"Bind him," she orders, flashing her hand like a conductor. The men move with zip ties, dragging his wrists behind his back. I want to scream. I want to lunge forward and tear the ties off him myself. But her wrath has me frozen, and I know, with the instinct of a girl who's spent twenty-six years reading this woman's moods, that if I show I care, she'll only hurt him worse.
"Raphaella, sit," she orders.
I want to get away from here. Away from her sight. Maybe if I do, I can figure out a way to free Nik. Nikolai. Whoever the hell he is.
"I want a shower."
"Sit."
"Please, Mother." There is a brand-new spine in my voice that surprises both of us. "Can't I just take one shower?"
"Did I tell you to go around spreading your legs like a street whore?" Her words are so vile, so deliberately chosen, that every muscle in my body locks. "Did I tell you to go defile yourself? You will stay right here. I want Viktor to see exactly what his man did to you."
The air leaves the room. She stares at me like I'm something filthy. Something she needs to bleach off her floors. I feel my heart racing, my legs begging to run, but where? Mother always finds me. Mother always wins.
"Make the call," she says to one of her men.
I drop into a chair, too hollowed out to fight. My mother has always had this talent. Not just for cruelty, but for timing it so precisely that by the time you realize you've been gutted, you're already sitting still and bleeding quietly.
My pulse hammers everywhere at once. In my wrists, in my throat, in the places his mouth was only hours ago. I fold my arms so I don't shake apart while we wait for Viktor.
Nik groans. The sound slices straight through me.
"Hey," I breathe, already halfway to my feet. Jeffrey's palm appears, blocking me. I glare around it and find Nik's eyes as they crack open. Blue. Pale, furious blue, and suddenly very, very awake.
He takes one look at the ceiling, the chandelier, the crowd, my mother, and his face shifts into something that looks a lot likeoh, hell.
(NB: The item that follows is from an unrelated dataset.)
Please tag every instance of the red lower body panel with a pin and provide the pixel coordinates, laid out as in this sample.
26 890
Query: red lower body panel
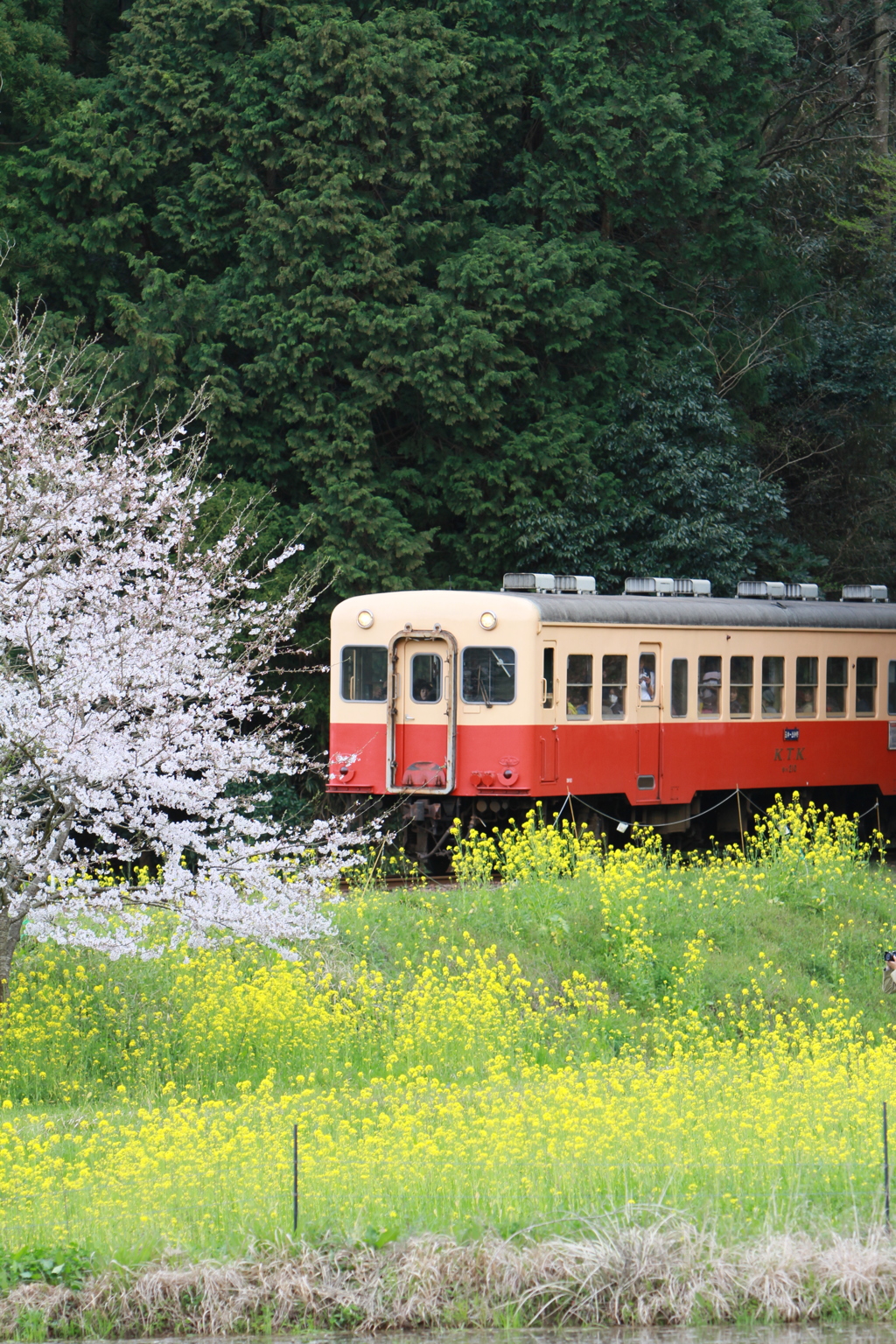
586 759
"Of course," he says, and his voice is lower when he's angry. A scraped-metal sound that does terrible things to my spine. "Of course you're behind this, Gayle."
He knows my mother. He knows my goddamn mother.
If I thought tonight was already insane, the fact that Nik and Gayle know each other launches this straight into the loony bin. I step closer anyway, because apparently I'm a moth, and this is the flame that's going to kill me. "Nik?"
His head snaps to me, and for one strange beat, something in his expression flickers. Like he's trying to place me somewhere else. Somewhere that doesn't match this room. Then it's gone, swallowed by something much worse.
Fury.
"You set me up," he says. Voice low. Quiet. The kind of quiet that's louder than any scream. "You picked me at that club. Dragged me to the hotel. Had them waiting. Cute act."
"What?" I blink. "What are you talking about?"
He strains against the ties, like he can shear himself free by will alone. "Of all the men in New York, you just happened to find me? And now I'm here, in Gayle Donovan's living room? That's one hell of a coincidence."
My jaw drops.
"I didn't know who you were!" I look between him and my mother, searching for something that makes sense. "I snuck out for my birthday! I just wanted to go dancing!”
"Nikolai Ivanov," my mother says coolly, "meet my daughter. Raphaella."
Nik stares at me. Horror replaces anger in slow, sickening degrees.
"Daughter." His voice goes flat.
"Yes," my mother answers for me. "My only child. Whom you just deflowered in a hotel room."
Nik's jaw tightens, eyes never leaving mine. "She approached me. Set the whole thing up."
"I did not!" I'm nearly shouting now, frustration and confusion cracking my voice wide open. " I just wanted one night!"